Why Literature is the Ultimate Big-Data Challenge

  • 2017-03-30
  • The Economist

Number-crunching literary criticism was the butt of an academic in-joke in “Arcadia” (1993), Tom Stoppard’s cerebral play. Bernard Nightingale, a foppish poetry don, scoffs at a colleague who used a computer program to attribute an anonymous story to D.H. Lawrence. To Bernard’s “inexpressible joy”, he found that “on the same statistical basis, there was a ninety percent chance that Lawrence also wrote the ‘Just William’ books and much of the previous day’s Brighton and Hove Argus”. The “maths mob” skewered in Mr Stoppard’s play no longer seems so ridiculous; with the publication of the “New Oxford Shakespeare”, they have shaped the debate about authorship in Elizabethan England.
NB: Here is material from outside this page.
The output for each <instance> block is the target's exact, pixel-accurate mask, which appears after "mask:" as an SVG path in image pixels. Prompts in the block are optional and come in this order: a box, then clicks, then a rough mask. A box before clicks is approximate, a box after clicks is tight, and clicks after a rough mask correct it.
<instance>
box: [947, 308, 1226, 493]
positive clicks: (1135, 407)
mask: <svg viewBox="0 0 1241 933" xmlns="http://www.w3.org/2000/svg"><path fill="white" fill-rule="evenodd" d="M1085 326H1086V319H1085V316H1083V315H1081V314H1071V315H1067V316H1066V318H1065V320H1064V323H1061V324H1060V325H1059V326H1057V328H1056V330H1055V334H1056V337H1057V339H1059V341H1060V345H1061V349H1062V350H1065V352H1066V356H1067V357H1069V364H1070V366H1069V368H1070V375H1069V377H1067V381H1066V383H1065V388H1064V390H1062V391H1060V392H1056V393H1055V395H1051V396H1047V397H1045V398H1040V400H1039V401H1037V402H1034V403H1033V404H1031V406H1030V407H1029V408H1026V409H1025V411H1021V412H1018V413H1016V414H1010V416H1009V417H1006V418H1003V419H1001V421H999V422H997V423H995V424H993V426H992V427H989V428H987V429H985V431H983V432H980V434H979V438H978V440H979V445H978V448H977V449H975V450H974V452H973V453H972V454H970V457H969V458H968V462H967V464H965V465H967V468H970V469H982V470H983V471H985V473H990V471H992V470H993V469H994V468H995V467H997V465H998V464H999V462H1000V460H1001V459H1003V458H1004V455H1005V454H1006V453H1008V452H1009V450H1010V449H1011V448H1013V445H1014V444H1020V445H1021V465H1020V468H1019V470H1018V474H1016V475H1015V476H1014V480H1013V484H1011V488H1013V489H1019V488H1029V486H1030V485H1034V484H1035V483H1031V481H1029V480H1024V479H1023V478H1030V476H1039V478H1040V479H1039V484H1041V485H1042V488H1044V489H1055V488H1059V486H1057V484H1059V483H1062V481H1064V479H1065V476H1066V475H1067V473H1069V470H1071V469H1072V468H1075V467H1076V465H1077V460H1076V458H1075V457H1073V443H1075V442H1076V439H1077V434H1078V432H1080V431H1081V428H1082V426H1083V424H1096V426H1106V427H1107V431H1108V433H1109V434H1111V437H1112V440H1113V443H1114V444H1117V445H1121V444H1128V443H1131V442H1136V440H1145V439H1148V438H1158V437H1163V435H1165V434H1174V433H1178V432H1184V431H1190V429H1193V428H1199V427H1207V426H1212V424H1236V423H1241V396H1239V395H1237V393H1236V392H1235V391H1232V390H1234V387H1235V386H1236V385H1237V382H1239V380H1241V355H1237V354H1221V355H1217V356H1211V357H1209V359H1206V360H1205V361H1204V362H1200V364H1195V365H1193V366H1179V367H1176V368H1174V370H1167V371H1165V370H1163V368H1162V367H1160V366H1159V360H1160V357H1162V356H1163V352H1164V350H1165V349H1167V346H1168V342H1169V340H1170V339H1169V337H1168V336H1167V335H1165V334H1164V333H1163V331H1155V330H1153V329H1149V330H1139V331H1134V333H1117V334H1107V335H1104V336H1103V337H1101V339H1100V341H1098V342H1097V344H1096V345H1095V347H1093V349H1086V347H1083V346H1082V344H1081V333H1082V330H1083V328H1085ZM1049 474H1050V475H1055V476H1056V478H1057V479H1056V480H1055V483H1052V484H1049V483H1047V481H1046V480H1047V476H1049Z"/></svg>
This new edition of the Complete Works made headlines last October as it identified 17 of Shakespeare’s 44 plays as collaborations (by comparison, the 1986 edition named only eight). The most thrilling new name on the contents page is that of Christopher Marlowe; his inclusion seems to give credence to authorship theories previously dismissed as conspiracies. What has really raised eyebrows, though, is the technique used to identify Marlowe’s hand: not traditional editorial insight, but computational analysis. So how do today’s data linguists figure out who wrote what, without confusing authorship and influence? And more importantly, why does it matter?